Basis for the intersection of two spans

1. Aug 18, 2004

Try hard

Let S and T be two spans of vectors, what's the general method to find a basis for the intersection of S and T (SnT)? Thanks

2. Aug 19, 2004

Muzza

My thoughts:

Suppose, without loss of generality, that the vectors that span S and T are linearly independant (otherwise, we may remove the dependant vectors without changing the span). (I'm also assuming that the vectors come from the same vector space). Let S = Span{s_1, ..., s_n} and T = Span{t_1, ..., t_m}.

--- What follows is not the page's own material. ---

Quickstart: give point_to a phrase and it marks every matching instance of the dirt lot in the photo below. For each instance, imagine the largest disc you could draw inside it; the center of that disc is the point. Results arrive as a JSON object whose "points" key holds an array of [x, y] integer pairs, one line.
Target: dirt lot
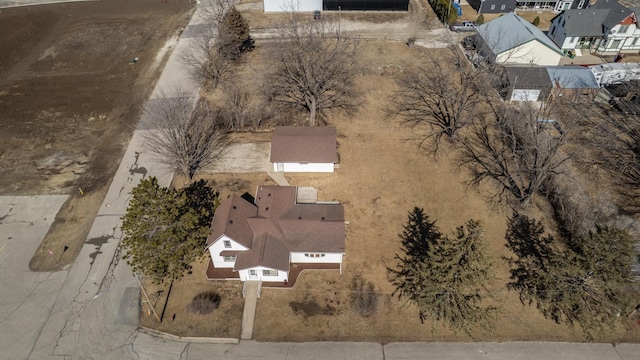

The intersection of S and T = {x; x = s_1a_1 + ... + s_na_n and x = t_1b_1 + ... t_mb_m, for some scalars a_1, ..., a_n, etc} = {the set of all solutions in a_1, etc to s_1a_1 + ... + s_na_n = t_1b_1 + ... t_mb_m}. Thus, finding a basis for the intersection is equivalent to finding a basis for the solution space of that particular equation. While I don't know how to proceed in the general case, it should be pretty easy for R^n, say. An example in R^3:

S = Span{ [1,1,1], [3,0,2] }
T = Span{ [0,2,1], [5,1,0] }

We're looking for a basis for the solution space to this equation:

a[1,1,1] + b[3,0,2] - c[0,2,1] - d[5,1,0] = [0,0,0]

<=>

[a + 3b + 5d, a - 2c + d, a + 2b - c] = [0,0,0]

<=>

{ a + 3b + 5d = 0
{ a - 2c - d = 0
{ a + 2b - c = 0

<=>

{ a = -17t
{ b = 4t
{ c = -9t
{ d = t, t is any scalar.

I.e. any vector in the intersection can be written on the form a[1,1,1] + b[3,0,2] = -17t[1,1,1] + 4t[3,0,2] = t[5,-17,-9], so { [5, -17, -9] } is a basis for the intersection.

Last edited: Aug 19, 2004
3. Sep 23, 2004

mathwonk

i.e. write equations for both spaces then find a basis of the simultaneous solutions of all the equations.

e.g. if V1,...,Vn is a basis for one space, and if W1,...,Wm is a basis for the second space, first find a basis X1,...,Xr for the space of vectors perpendicular to all the V's.

Then find a basis Y1,...Ys for the vectors perpendicular to all the W's.

Then finally find a basis for all the vectors perpendicular to all the X's and Y's.